# Looking for link to purse site that was previously posted



## Cat (Nov 10, 2008)

Hiya,

I'm looking for a link that was posted quite awhile ago. I'm hoping either the poster is still here, or others are familiar with the site.
It was a kind of mish-mosh (if I'm remembering correctly) of several rows (maybe 4, 5, or 6 rows?) of pictures of purses (and I think there were other items like hats, gloves, etc), and may have had little descriptions. If you click on a pic, it takes you to that purse on whatever website is selling it.
It was everything. All prices, all styles, all colors, all everything. It wasn't like going to a site and seeing what they had, like ebags has allll kinds of different bags, but links on ebags lead to links to buy on ebags. Each picture was a link and it took you to different sites. I'm sure some of the pics probably even linked to ebags. (Wow, I hope that made sense.)
I think I might remember that the pages of purse pics scrolled side to side.
Anyway, it was different enough that I hope someone knows what I'm trying to describe. The links, and websites, and choices seemed endless .


----------



## Susan in VA (Apr 3, 2009)

I don't know offhand what you mean, but do you remember any more details?  Were the purses mostly fabric or mostly leather?  If the former, do you remember anything about the colors or patterns  --  modern/geometric, florals, solids?  Was it mid-range or more discount-priced or more expensive?  Maybe some of that will help identify the site.


----------



## Cat (Nov 10, 2008)

Hi Susan w/the cutest cat evah! ('cept for mine, of course )
It was everything. All prices, all styles, all colors, all everything. It wasn't like going to a site and seeing what they had, like ebags has allll kinds of different bags, it was more of a purse search, I suppose. Each picture was a link and it took you to different sites. I'm sure some of the pics probably even linked to ebags.
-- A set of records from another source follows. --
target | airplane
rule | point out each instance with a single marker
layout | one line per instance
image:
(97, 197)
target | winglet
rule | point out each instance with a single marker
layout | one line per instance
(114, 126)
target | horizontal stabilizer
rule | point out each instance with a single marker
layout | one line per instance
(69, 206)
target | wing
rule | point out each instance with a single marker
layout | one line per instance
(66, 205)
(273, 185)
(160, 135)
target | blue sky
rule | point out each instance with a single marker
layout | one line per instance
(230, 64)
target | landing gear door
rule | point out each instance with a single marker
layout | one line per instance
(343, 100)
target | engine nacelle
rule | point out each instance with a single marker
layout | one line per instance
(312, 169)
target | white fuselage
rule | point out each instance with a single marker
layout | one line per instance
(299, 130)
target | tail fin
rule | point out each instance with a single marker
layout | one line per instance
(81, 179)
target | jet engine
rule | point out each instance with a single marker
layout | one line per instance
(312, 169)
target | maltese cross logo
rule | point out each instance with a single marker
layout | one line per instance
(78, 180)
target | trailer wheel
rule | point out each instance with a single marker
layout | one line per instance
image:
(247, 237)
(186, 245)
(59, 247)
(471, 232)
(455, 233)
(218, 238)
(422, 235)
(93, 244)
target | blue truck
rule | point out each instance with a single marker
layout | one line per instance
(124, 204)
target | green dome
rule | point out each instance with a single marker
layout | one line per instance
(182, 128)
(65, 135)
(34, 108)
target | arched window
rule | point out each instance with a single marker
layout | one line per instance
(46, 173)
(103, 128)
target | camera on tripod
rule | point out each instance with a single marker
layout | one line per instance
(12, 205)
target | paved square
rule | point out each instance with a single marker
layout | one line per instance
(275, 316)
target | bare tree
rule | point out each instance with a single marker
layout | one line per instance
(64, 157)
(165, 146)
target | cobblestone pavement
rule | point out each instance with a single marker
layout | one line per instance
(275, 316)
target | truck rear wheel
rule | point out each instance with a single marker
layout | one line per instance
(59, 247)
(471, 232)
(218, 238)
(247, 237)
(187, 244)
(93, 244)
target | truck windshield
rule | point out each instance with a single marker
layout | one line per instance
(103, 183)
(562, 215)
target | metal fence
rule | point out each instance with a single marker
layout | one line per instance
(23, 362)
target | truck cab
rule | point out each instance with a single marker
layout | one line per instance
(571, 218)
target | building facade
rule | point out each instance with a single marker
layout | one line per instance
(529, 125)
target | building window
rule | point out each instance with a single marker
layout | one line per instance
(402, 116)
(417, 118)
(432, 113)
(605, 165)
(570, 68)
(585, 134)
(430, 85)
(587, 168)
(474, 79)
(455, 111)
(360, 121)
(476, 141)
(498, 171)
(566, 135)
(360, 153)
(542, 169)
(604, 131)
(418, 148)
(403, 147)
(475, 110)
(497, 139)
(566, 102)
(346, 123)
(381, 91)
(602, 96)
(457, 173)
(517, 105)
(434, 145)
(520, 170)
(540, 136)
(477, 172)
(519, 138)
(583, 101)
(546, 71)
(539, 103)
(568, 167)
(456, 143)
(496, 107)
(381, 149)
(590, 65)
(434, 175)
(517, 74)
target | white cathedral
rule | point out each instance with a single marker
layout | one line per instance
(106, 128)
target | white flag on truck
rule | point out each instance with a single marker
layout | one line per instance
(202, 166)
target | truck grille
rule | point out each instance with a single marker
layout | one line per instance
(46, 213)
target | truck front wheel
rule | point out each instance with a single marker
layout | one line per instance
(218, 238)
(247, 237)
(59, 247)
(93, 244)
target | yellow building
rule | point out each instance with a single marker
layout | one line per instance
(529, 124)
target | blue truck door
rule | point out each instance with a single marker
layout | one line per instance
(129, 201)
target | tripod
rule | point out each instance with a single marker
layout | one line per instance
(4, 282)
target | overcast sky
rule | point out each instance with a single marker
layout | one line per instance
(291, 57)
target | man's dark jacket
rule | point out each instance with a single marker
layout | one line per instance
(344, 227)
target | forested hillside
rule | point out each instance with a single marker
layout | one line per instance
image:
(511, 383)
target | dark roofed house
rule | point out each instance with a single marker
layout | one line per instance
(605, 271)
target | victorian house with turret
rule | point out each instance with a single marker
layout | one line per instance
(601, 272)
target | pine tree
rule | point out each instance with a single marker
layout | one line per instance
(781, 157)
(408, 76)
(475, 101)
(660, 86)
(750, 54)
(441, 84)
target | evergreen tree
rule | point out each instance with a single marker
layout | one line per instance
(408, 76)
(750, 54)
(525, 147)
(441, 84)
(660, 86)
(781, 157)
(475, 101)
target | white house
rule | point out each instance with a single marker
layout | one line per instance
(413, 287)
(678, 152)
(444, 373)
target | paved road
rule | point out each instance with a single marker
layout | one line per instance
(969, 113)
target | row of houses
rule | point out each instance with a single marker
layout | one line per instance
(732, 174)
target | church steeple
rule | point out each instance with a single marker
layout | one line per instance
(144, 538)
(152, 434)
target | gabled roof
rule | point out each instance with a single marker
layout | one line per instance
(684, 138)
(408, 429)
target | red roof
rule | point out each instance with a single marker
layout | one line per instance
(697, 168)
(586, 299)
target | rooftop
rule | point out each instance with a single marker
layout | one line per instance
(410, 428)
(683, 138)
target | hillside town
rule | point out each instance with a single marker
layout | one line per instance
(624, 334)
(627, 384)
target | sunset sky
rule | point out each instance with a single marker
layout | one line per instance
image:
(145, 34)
[edited most of this post into the first post in this thread.]


----------



## Betsy the Quilter (Oct 27, 2008)

You might have better luck if this were posted in the Accessories forum where the purse people hang out!

Betsy


----------



## Cat (Nov 10, 2008)

Thanks, Betsy. Can you just move this thread over there, please? If not, I'll repost tomorrow.


----------



## pidgeon92 (Oct 27, 2008)

This might be what you are looking for:

http://www.shopstyle.com/


----------



## CegAbq (Mar 17, 2009)

pidgeon92 said:


> This might be what you are looking for:
> 
> http://www.shopstyle.com/


Wow - dont' know if that was what she was looking for, but this was very interesting.


----------



## Cat (Nov 10, 2008)

Thanks for trying, Pidgeon. That's not it, BUT it's definitely VERY interesting. The sliding looks right ... I should have said scrolling, but I couldn't think of the word. The site I'm thinking of scrolled like that, but had more rows, and had some less expensive choices as well as the expensive ones.

I'm made a thread in the other forum Betsy suggested. 
http://www.kboards.com/index.php/topic,22806.new.html#new


----------



## pidgeon92 (Oct 27, 2008)

Cat said:


> I'm made a thread in the other forum Betsy suggested.
> http://www.kboards.com/index.php/topic,22806.new.html#new


FYI: I'm going to delete that thread and move this one to that forum.


----------



## Cat (Nov 10, 2008)

ok. Thanks. Hope someone can figure out what I'm trying to say.


----------



## ayuryogini (Jan 3, 2010)

Did you try doing a search with "purse" or "handbag" in the search title?

I tried to do it for you, but all I did was find an old thread about some beautiful Levenger bags, which I then had to have, so sorry, but it was too dangerous (and expensive) for me to continue the search.  

However, if you DO find it, please let us know!!!

Thanks.


----------



## angelad (Jun 19, 2009)

Cat said:


> ok. Thanks. Hope someone can figure out what I'm trying to say.


LOL, that's not always easy..


----------



## Cat (Nov 10, 2008)

ayuryogini said:


> Did you try doing a search with "purse" or "handbag" in the search title?
> 
> I tried to do it for you, but all I did was find an old thread about some beautiful Levenger bags, which I then had to have, so sorry, but it was too dangerous (and expensive) for me to continue the search.
> 
> ...


Har-har, angeldad. Do you know me in real life? 

I've done searches, it's just that page after page after page af... you get the idea , comes up. *sigh* Thanks for trying, I know what you faced, lol. If I find it, I'll post it.


----------



## Susan in VA (Apr 3, 2009)

Peeking in to see whether you got any results yet.  Hmmm.  Well, maybe this bump will help more people see the question...

(And Pixie says thanks.  )


----------



## lvnknit (Mar 12, 2010)

Was it by any chance the Vera Bradley "Bowler" ?


----------



## Neo (Mar 30, 2009)

ayuryogini said:


> beautiful Levenger bags, which I then had to have


Enquiring minds want to know: which bag did you get?


----------



## GinnyB (Dec 19, 2009)

do not show me bags. that's rude. someone showed me a j'tote and i had to have it. someone showed me a borsa bella and i had to have it. someone showed me an oberon and i had to have two.

i am on an austerity program. no bags no bags.  i bought an iPad and need bags for that. do not show me bags. I can't help myself.


----------



## Sunnie (Apr 3, 2010)

verabradley.com is calling to you....


----------